KPMG International’s series of global benchmarking studies have charted the evolution of tax departments since 2006. Our 2009 study showed that the tax departments that add the most value to their companies are also the ones that paid most attention to three key areas in conducting their daily activities:
  1. Improving accountability to clarify the tax department’s roles and responsibilities within the context of a company-wide, board-approved tax governance framework.
  2. Improving standardization to automate and strengthen tax processes and controls and ensure all tax compliance obligations are met efficiently and effectively.
  3. Improving connectivity between the tax department and other departments how they work together.

The new survey discusses the progress of tax departments in these three areas. The findings show that tax departments are markedly improving in the area of accountability, and are making some strides forward on standardization and efficiency. However, tax departments still seem to have much more work to do on increasing their connectivity, integration and alignment with other functions.

 

The focus on these areas makes intuitive sense. Clear accountabilities can ensure that the tax department strategy is aligning with and supporting the wider company or enterprise strategy and that tax department goals and performance measures are agreed upon with key stakeholders. Standardization of processes and technology improves consistency, quality and efficiency, allowing tax teams to spend less time on compliance and more on value adding pursuits.

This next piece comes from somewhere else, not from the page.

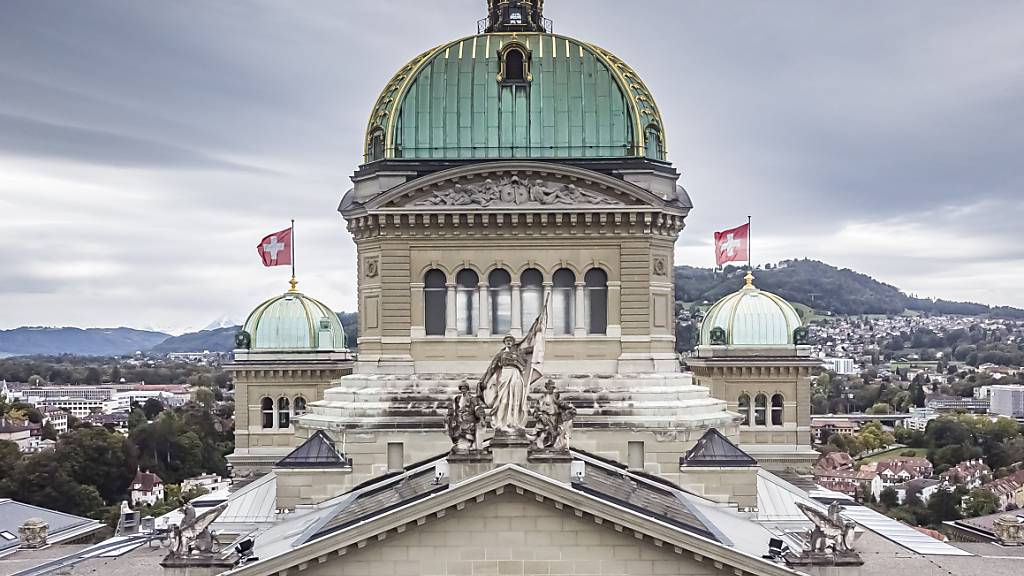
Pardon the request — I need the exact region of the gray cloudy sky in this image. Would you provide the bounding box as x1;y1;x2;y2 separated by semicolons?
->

Connectivity and participation with all parts of the company -— from boards and senior leaders to other functions such as Finance, Treasury, M&A, Marketing, IT, HR, Sales and Procurement — are key to ensuring a company’s tax affairs are well managed while boosting the tax department’s value, profile and influence.

 

The survey reveals that forward-thinking tax directors face a difficult dilemma: as tax compliance burdens and disputes continue to mount, their departments will meet greater challenges in managing these obligations while improving their performance and focusing on the more value-adding aspects of the tax department’s role.

 

Given this dilemma, this current survey shows that the lessons of our 2009 report — transforming the performance of the tax department requires getting accountability, standardization and connectivity right — are now even more important.

 

Read the full report (PDF 848 KB) for more insight and recommendations.

Some of the stats

  • 93 percent of tax departments have a strategy that aligns with their overall business strategy.
  • 77 percent of tax department strategies are board approved.
  • Over three quarters of respondents have performance measures related to reporting and/or compliance.
  • 76 percent of respondents now have a headquarters tax function.
  • 62 percent of tax departments are engaged in overall tax strategy and operational review.
  • Under 40 percent of tax departments are ‘integrally involved’ in finance function transformation initiatives.
  • One third of time is expected to be spent on effective tax rate optimization, cash tax planning, process improvement and integrating with the broader business.
  • Two thirds of tax departments are currently involved in tax controversy.
  • Over half of respondents say tax authorities have become more focused on tax and accounting processes and controls, tax strategy and risk management, and technology in the last 12 months.
  • 79 percent of respondents are satisfied with their administrative budgets.